Cycads are typically priced per centimetre, with rarer species considered more valuable; other factors that influence the cost of cycads include age and signs of damage. In general, poached cycads retail for around a quarter of the legal price, according to informants. This is because the plants are usually in poor condition after being crudely dug out using crowbars and pangas, and then transported without adequate care or maintenance. This provides buyers with opportunities to obtain cycads cheaply and is also said to provide incentives for corrupt nurseries to buy poached plants and launder them into licit markets.
Very little of this money reaches the people responsible for harvesting the plants. Some poachers have reported being hired on false pretences — “to cut down trees”, as one incarcerated poacher told TRAFFIC — and earning little more than $40 per job. More experienced poachers report higher earnings, and some go on to become so-called “recruiters”, hiring other people to chop down cycads. It appears that the trade operates via kinship networks, with police data from the Eastern Cape showing that a large number of arrested poachers are Zimbabwean nationals.
A robust illicit trade
The Covid-19 pandemic, which restricted passenger flights and interprovincial travel for more than six months in 2020, appears not to have had a major effect on the illicit cycad trade. Informants reported that there were no significant changes in cycad prices. Two cases of cycad theft from private residences were reported in the Eastern Cape during lockdown, while authorities in the neighbouring Western Cape noted a brief decline in cycad poaching, followed by a rapid escalation, with cycads worth approximately $1-million stolen in just six months of 2021.
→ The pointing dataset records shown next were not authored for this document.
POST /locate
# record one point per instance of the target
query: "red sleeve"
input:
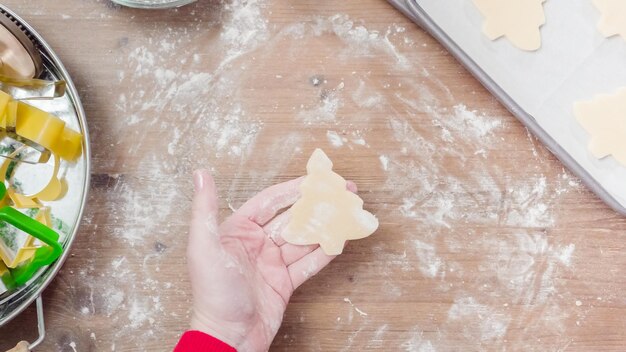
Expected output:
(196, 341)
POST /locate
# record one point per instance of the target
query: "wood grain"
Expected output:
(472, 253)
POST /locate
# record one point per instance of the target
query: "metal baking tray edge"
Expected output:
(413, 10)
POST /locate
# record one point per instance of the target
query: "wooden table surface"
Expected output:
(486, 243)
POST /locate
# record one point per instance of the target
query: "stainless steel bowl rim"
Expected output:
(166, 5)
(52, 271)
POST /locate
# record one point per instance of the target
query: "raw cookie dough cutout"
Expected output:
(327, 213)
(604, 118)
(613, 19)
(518, 20)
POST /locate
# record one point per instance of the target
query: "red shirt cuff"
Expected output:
(196, 341)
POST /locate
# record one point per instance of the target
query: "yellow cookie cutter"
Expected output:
(39, 129)
(53, 190)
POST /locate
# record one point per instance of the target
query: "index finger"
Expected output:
(264, 206)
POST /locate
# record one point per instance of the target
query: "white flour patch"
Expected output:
(334, 139)
(367, 98)
(417, 343)
(361, 313)
(480, 322)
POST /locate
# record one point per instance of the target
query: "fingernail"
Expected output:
(198, 180)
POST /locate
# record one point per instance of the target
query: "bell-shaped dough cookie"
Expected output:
(604, 118)
(327, 213)
(613, 19)
(518, 20)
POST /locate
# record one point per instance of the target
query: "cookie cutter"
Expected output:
(32, 88)
(38, 129)
(54, 189)
(32, 257)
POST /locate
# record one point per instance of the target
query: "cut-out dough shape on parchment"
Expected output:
(604, 118)
(517, 20)
(613, 19)
(327, 213)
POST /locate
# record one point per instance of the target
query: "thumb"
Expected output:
(204, 229)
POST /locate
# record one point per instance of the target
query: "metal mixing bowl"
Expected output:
(154, 4)
(70, 109)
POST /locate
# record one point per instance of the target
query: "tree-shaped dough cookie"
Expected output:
(327, 213)
(518, 20)
(604, 118)
(613, 19)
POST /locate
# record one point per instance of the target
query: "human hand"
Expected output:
(242, 271)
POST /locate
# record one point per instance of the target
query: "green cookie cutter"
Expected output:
(44, 255)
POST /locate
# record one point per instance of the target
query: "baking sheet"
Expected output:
(574, 63)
Various attempts have been made to deter cycad poaching, including implanting microchips and a technique known as microdotting, or spraying the plants with minuscule dots, each of which has a scannable reference code unique to each plant. But both methods are time consuming, requiring individual plants to be tagged in the wild, and poachers have developed workarounds, such as X-raying plants and digging out the microchips. Researchers from the University of Cape Town have now developed a promising technique for identifying wild cycads using radiocarbon dating and stable isotopes, which act as hyper-local signatures of the landscape where individual cycads grew. These signatures are intrinsic to each plant and cannot be removed. The primary application of this method, however, is in detecting cycads that have already been poached, not preventing poaching in the first place.
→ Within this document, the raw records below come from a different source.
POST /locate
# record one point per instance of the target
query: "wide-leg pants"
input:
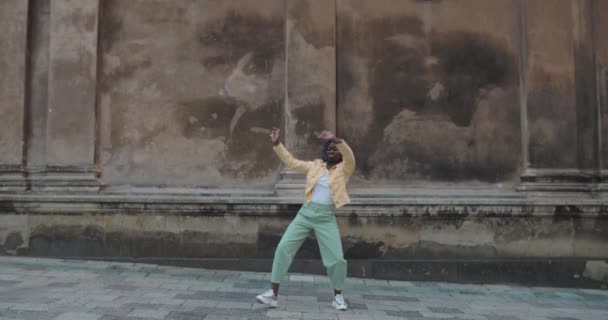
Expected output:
(322, 220)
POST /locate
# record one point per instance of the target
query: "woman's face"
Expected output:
(333, 154)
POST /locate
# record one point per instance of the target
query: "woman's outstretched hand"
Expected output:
(275, 136)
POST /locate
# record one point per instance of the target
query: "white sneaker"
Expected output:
(339, 303)
(268, 298)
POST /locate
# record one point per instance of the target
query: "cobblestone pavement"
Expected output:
(33, 288)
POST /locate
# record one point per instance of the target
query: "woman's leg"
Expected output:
(291, 241)
(330, 245)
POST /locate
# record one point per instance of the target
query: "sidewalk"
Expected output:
(32, 288)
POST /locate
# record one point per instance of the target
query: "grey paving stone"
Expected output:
(391, 298)
(77, 316)
(181, 315)
(445, 310)
(406, 314)
(500, 317)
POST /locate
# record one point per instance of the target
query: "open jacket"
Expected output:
(338, 175)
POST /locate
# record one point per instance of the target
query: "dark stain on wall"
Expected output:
(585, 106)
(208, 118)
(122, 72)
(302, 14)
(110, 24)
(237, 35)
(469, 62)
(67, 241)
(404, 63)
(552, 143)
(362, 249)
(13, 241)
(307, 116)
(567, 212)
(249, 153)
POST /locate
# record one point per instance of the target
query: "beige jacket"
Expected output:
(338, 175)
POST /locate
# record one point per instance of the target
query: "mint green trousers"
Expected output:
(322, 220)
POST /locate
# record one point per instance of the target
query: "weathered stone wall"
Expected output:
(139, 130)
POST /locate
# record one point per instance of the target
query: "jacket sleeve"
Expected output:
(348, 158)
(290, 161)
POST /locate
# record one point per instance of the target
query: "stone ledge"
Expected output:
(264, 203)
(581, 272)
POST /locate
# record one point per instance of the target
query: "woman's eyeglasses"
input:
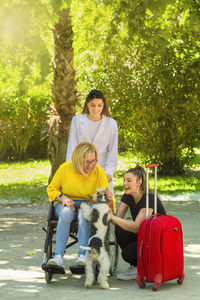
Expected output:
(92, 162)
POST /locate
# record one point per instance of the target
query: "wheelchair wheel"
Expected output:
(48, 275)
(112, 248)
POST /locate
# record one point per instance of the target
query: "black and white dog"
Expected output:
(98, 216)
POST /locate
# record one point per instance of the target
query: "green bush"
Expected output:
(23, 126)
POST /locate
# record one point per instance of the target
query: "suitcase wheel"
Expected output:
(180, 280)
(155, 287)
(142, 285)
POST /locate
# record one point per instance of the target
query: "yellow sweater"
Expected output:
(77, 186)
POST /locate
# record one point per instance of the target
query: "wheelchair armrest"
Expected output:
(51, 214)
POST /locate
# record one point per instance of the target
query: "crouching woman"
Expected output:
(75, 182)
(127, 231)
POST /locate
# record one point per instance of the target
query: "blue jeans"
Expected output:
(65, 217)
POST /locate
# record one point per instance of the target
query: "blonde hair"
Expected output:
(79, 156)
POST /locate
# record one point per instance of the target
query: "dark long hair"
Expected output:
(141, 174)
(99, 95)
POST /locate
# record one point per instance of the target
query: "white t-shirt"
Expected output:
(93, 128)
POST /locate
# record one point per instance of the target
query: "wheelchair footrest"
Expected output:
(53, 269)
(77, 269)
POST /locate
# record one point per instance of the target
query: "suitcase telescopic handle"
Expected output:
(147, 190)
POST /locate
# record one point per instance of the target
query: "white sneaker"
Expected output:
(56, 261)
(81, 260)
(130, 273)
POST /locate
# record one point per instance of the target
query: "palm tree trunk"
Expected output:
(64, 95)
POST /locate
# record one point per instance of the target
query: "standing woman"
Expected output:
(96, 126)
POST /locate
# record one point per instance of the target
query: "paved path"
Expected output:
(21, 252)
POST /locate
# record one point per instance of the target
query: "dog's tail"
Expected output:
(85, 248)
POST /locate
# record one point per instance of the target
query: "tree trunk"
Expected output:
(64, 95)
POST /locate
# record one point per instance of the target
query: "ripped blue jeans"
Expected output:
(65, 217)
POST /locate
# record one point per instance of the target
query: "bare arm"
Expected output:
(132, 226)
(121, 210)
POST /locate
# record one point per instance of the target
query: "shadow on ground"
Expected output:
(21, 253)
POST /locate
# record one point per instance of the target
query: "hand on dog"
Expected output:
(111, 216)
(109, 177)
(109, 197)
(67, 202)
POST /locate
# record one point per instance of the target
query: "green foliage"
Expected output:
(147, 63)
(24, 181)
(23, 123)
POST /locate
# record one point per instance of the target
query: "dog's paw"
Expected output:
(88, 285)
(83, 205)
(104, 285)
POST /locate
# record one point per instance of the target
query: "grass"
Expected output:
(27, 181)
(24, 181)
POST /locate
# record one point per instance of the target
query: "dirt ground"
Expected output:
(21, 254)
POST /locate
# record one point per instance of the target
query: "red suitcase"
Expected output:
(160, 247)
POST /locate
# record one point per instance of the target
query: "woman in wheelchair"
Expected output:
(74, 180)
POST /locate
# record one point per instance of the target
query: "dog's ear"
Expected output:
(94, 215)
(86, 209)
(106, 219)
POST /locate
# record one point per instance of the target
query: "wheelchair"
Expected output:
(50, 241)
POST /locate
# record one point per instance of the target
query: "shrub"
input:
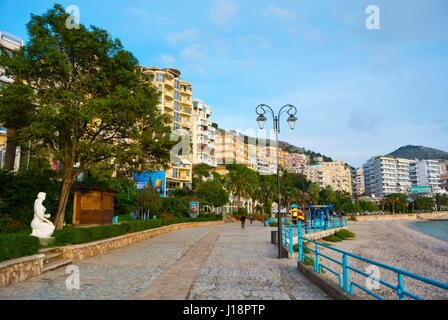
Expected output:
(16, 246)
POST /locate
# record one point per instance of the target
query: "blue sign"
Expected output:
(158, 179)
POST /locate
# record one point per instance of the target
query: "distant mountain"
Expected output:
(419, 152)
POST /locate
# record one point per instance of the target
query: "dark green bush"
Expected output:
(16, 246)
(18, 191)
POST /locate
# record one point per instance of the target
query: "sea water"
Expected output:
(436, 229)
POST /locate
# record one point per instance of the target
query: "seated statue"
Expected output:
(42, 227)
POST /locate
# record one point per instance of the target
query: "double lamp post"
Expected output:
(291, 110)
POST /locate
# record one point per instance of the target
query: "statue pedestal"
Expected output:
(47, 241)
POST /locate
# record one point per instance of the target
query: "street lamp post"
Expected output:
(291, 110)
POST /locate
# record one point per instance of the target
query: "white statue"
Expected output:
(42, 227)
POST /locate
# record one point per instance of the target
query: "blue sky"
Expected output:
(359, 92)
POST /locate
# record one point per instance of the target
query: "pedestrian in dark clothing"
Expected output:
(243, 221)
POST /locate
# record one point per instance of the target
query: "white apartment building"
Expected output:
(358, 185)
(203, 134)
(425, 173)
(335, 174)
(9, 43)
(384, 175)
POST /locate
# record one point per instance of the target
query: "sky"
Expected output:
(359, 92)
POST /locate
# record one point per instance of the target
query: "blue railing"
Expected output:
(289, 232)
(343, 275)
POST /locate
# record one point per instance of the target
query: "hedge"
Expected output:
(83, 235)
(16, 246)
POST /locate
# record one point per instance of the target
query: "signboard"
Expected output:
(194, 209)
(158, 179)
(417, 190)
For now, the surest method of keeping wild cycads in the ground appears to be physically enclosing them, an option available mainly to private landowners. Currently, on a wine farm in the Western Cape, engineers are discussing how to secure an exhibit of valuable cycads, due to fears they may be stolen. For the shrinking number of wild cycads in South Africa, though, there is no such protection. DM/OBP
This article appears in the Global Initiative against Transnational Organized Crime’s monthly East and Southern Africa Risk Bulletin. The Global Initiative is a network of more than 500 experts on organised crime drawn from law enforcement, academia, conservation, technology, media, the private sector and development agencies. It publishes research and analysis on emerging criminal threats and works to develop innovative strategies to counter organised crime globally.